HOLY FUCK!
Walt Disney Buys Marvel Comics for $4 billion! Actually the first thing I thought of was, 'hey, that means they're going to close
Marvel Super Hero Island at Universal Studios'. That's like Graceland to my people. On the other hand - Super Hero Land at Walt Disney World! YES! ... In like fifteen years maybe.
At any rate, apparently the Disney executives have made it very clear that they have no wish to upset the applecart and don't presume that they know better how to handle the Marvel stable than the House of Ideas, citing Pixar as an example of their track record. In fact, "Disney said that Pixar’s John Lasseter has met with key Marvel creative executives recently and the group got 'pretty excited, very fast.'" ... That sounds good!

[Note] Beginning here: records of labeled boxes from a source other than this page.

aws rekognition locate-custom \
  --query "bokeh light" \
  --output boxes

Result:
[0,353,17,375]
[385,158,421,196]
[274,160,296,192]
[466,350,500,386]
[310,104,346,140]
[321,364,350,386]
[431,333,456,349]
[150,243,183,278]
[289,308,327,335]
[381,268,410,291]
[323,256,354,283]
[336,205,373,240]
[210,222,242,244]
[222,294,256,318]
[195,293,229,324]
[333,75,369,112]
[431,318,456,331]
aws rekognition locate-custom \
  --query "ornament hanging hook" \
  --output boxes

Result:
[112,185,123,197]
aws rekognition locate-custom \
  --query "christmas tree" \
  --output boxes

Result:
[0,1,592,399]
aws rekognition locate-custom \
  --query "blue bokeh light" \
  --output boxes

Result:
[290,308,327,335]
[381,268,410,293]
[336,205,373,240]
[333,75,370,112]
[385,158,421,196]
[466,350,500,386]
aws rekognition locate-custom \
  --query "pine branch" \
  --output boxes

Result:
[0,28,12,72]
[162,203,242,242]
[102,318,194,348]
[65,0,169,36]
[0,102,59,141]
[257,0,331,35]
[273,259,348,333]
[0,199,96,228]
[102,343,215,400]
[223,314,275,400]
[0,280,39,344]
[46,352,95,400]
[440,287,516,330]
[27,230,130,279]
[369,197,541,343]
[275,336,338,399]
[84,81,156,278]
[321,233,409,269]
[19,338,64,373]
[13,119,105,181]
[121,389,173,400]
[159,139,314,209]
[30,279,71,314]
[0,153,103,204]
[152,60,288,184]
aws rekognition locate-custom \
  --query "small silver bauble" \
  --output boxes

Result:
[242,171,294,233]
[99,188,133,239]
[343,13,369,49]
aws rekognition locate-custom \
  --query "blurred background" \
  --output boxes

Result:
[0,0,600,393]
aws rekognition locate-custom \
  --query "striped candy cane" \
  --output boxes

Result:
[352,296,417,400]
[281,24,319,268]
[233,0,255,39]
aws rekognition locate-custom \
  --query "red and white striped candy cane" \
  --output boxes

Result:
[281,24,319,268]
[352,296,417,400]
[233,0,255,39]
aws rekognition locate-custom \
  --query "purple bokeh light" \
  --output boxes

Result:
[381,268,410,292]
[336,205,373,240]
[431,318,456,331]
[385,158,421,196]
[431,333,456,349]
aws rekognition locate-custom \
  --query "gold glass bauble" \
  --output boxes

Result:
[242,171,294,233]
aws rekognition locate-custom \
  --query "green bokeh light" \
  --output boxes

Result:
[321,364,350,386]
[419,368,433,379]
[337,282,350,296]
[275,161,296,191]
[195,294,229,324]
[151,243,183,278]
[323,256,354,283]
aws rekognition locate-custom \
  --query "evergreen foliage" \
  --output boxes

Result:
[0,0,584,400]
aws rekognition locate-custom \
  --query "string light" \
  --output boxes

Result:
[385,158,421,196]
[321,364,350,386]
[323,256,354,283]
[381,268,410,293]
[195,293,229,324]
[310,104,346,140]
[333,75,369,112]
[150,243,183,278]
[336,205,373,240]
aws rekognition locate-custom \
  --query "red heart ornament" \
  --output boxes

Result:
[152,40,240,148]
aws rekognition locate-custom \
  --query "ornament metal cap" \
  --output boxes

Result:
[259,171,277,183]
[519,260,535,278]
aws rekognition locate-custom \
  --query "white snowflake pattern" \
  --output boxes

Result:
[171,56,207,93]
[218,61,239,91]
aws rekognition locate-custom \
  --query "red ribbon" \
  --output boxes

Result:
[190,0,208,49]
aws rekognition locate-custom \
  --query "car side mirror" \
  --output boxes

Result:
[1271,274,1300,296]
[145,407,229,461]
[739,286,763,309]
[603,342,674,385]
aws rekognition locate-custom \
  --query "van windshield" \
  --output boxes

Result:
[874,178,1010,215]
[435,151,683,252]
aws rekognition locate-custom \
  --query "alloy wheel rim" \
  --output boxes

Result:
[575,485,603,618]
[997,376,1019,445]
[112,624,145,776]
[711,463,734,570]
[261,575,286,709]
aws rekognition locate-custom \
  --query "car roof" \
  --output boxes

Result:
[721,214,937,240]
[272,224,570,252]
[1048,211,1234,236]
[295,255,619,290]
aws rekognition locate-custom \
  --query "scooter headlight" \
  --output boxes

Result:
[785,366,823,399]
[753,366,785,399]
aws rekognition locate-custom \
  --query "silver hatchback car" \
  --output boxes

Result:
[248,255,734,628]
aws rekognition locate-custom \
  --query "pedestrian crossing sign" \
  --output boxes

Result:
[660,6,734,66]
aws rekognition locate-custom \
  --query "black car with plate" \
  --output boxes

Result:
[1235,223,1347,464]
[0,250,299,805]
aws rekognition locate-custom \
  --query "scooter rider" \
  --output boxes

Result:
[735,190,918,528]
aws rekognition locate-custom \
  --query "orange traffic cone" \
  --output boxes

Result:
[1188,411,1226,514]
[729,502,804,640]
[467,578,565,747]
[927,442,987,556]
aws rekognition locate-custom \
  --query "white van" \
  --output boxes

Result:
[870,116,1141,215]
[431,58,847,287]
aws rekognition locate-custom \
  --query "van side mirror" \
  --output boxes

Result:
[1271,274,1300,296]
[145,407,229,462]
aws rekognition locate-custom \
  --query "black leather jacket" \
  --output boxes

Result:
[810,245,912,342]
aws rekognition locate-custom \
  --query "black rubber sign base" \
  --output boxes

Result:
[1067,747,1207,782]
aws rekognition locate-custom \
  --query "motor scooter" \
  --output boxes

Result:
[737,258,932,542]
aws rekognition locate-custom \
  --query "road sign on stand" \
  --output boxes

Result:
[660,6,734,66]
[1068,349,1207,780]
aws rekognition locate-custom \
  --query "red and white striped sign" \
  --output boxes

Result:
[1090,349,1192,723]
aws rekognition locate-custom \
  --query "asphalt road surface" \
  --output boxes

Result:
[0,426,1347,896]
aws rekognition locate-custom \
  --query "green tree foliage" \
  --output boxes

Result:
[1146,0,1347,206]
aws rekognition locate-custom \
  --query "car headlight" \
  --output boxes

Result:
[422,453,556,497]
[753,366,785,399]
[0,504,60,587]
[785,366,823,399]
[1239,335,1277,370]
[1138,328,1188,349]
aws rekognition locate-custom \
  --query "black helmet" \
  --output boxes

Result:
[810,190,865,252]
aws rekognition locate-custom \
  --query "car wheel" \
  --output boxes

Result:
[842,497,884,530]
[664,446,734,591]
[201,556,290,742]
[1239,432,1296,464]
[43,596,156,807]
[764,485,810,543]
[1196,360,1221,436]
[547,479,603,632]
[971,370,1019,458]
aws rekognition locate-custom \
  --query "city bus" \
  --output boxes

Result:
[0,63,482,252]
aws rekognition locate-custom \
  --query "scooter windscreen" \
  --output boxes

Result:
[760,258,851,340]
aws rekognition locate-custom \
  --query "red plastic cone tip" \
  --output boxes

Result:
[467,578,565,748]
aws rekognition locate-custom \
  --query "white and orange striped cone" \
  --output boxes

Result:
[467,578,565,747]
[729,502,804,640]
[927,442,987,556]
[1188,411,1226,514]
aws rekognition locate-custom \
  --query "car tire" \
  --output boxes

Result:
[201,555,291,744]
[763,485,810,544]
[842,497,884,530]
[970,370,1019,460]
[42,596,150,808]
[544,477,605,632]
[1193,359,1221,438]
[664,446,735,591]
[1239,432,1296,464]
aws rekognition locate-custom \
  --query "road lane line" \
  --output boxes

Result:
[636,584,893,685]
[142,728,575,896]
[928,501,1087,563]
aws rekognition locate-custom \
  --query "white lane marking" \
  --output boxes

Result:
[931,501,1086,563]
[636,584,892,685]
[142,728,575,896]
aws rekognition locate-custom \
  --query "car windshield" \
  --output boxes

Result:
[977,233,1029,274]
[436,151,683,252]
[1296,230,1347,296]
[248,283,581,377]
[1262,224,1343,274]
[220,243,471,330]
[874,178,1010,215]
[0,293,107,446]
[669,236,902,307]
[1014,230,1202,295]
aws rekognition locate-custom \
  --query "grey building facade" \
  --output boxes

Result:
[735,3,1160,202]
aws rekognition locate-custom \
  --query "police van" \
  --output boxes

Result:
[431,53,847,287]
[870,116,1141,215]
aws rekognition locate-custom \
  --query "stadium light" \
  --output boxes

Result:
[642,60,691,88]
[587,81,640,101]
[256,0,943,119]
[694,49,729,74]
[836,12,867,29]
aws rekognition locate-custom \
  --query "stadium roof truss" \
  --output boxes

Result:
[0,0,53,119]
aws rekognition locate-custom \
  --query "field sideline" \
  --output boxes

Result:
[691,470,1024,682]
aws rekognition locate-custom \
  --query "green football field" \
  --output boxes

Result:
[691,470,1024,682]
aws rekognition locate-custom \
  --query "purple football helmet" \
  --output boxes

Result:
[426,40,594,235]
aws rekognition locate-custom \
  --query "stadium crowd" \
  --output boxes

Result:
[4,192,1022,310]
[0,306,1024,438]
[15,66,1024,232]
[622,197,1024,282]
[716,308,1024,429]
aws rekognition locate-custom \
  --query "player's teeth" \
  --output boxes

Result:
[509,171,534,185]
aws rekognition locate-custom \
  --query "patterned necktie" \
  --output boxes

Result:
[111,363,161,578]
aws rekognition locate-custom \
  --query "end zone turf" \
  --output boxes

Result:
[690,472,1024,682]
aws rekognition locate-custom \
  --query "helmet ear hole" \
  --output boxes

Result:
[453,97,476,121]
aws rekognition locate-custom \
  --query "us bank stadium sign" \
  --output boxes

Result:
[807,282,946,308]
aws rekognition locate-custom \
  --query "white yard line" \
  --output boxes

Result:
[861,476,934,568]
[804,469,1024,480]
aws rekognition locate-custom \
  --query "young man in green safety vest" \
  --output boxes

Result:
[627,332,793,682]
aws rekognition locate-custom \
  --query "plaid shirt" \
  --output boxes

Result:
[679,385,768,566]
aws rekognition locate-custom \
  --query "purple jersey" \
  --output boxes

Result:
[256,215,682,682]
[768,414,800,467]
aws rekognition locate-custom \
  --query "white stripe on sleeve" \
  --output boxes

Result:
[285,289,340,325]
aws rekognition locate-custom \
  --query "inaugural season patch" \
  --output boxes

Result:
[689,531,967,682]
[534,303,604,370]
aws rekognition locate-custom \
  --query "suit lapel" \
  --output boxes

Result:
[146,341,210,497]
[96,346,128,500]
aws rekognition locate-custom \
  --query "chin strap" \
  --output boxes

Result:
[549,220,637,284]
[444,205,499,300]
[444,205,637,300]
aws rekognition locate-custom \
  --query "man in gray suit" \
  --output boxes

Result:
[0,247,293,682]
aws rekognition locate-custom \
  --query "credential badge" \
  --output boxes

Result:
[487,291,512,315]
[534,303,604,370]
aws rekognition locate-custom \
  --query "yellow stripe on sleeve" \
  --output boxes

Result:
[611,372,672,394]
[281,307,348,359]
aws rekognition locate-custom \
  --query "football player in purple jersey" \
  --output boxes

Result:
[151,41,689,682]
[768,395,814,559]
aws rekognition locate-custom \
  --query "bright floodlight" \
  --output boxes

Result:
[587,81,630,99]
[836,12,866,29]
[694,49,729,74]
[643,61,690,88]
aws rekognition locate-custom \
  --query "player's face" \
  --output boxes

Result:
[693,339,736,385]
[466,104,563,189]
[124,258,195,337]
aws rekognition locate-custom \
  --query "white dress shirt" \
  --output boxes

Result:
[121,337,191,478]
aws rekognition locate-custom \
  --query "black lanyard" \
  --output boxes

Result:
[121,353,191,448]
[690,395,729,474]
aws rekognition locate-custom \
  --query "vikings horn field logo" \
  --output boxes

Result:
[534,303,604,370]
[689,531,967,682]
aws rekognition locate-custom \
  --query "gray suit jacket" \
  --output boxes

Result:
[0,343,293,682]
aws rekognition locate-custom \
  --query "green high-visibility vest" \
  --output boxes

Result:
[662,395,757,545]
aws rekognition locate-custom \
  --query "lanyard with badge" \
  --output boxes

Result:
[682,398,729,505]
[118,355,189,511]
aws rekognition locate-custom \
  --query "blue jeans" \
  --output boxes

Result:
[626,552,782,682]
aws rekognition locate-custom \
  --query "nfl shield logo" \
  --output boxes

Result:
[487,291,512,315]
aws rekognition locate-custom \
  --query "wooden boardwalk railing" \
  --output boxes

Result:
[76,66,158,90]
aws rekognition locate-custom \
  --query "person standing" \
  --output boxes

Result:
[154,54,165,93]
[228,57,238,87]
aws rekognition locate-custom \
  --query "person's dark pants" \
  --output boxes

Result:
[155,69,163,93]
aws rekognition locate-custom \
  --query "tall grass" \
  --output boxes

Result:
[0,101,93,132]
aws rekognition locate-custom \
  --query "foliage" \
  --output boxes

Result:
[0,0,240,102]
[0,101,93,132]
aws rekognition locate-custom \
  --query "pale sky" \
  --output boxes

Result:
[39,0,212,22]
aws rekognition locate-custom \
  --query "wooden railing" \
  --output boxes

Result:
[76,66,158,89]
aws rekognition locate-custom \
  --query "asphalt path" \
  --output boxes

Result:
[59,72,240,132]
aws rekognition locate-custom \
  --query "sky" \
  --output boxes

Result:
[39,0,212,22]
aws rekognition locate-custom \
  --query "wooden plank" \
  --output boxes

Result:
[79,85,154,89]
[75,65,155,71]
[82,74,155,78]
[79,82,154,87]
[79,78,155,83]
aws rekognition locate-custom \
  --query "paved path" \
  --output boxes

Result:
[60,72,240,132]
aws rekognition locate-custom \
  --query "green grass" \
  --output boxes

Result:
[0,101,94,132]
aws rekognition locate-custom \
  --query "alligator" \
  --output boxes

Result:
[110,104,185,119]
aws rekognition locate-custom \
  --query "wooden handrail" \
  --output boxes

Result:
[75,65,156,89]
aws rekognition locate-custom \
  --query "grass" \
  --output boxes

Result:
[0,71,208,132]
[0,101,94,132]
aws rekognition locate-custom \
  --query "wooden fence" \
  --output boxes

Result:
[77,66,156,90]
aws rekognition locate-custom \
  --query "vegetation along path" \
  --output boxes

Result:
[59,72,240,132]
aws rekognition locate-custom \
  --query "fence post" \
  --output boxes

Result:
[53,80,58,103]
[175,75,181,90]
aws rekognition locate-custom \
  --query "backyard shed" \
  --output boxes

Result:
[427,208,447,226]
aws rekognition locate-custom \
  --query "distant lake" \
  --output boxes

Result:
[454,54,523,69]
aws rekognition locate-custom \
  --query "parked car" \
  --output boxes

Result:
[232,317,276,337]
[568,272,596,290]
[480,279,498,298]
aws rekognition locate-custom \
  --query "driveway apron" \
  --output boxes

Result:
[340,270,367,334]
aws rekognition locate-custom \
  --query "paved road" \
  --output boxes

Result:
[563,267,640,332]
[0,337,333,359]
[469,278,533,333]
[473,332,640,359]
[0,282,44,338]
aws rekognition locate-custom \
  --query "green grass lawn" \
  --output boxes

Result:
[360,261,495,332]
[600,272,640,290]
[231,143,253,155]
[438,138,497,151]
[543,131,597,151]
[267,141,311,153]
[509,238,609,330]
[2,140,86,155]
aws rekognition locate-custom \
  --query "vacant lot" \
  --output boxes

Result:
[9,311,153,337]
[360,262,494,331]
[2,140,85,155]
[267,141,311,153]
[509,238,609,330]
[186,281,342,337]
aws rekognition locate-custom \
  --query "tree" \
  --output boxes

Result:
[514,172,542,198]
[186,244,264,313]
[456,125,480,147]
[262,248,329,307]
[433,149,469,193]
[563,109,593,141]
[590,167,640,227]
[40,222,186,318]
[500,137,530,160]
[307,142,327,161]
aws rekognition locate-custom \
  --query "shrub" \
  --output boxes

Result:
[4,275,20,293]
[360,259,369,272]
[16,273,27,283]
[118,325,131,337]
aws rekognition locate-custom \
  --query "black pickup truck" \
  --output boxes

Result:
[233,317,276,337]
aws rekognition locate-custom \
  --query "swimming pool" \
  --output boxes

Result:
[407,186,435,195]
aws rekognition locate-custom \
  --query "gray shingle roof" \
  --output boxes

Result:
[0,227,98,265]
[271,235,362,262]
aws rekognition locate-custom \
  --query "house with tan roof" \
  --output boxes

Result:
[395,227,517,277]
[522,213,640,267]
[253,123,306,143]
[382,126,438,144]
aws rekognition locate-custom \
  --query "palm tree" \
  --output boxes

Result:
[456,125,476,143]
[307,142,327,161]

For years DC Comics has had a fiscal advantage over Marvel, in that DC is owned by a giant faceless megacorporation that can just write off all the losses they accrue through publishing comics written by bad fanfic writers because the movies and DVDs based on their intellectual property can recoup them ten times over. On the plus side, DC's had plenty of money. On the minus side, corporate interference into the creative process, editorial decisions and administrative appointments have taken their toll over the years, fostering a paternalistic, vaguely misogynistic police state of a workplace culture ruled over by condescending executives and yes-men rubber-stamp editors sacrificing the story for the sake of corporate advancement. ...Or at least to bone the wife of one their artists.
Well now Marvel is backed up by the single largest and most terrifying multimedia empire OF ALL TIME! I mean if it had to happen someday, well, Marvel could do worse. Actually, Disney President and CEO
Robert Iger, according to his
Wikipedia entry, was "instrumental in convincing ABC to pick up David Lynch's offbeat but influential
Twin Peaks" when he worked at ABC before Disney bought them out. That's good for some nerd credibility!
Not only THAT: Bob Iger is in fact part of the family, as it were, when it comes to the comics industry. Iger is none other than the nephew of
Jerry Iger, co-founder of Eisner & Iger, a comic book packaging house in the Golden Age of Comics that Jerry Iger ran with
Will "The Spirit" Eisner. In the 1930s, Eisner & Iger employed such future comic book titans as Jack Kirby, Lou Fine, Bob "Batman" Kane and Wally "Powergirl" Wood. So if there's one corporate CEO who might possibly understand comic books, it may very well be this one. Let's hope! Maybe he'll put
Stan Lee on the Disney board of directors.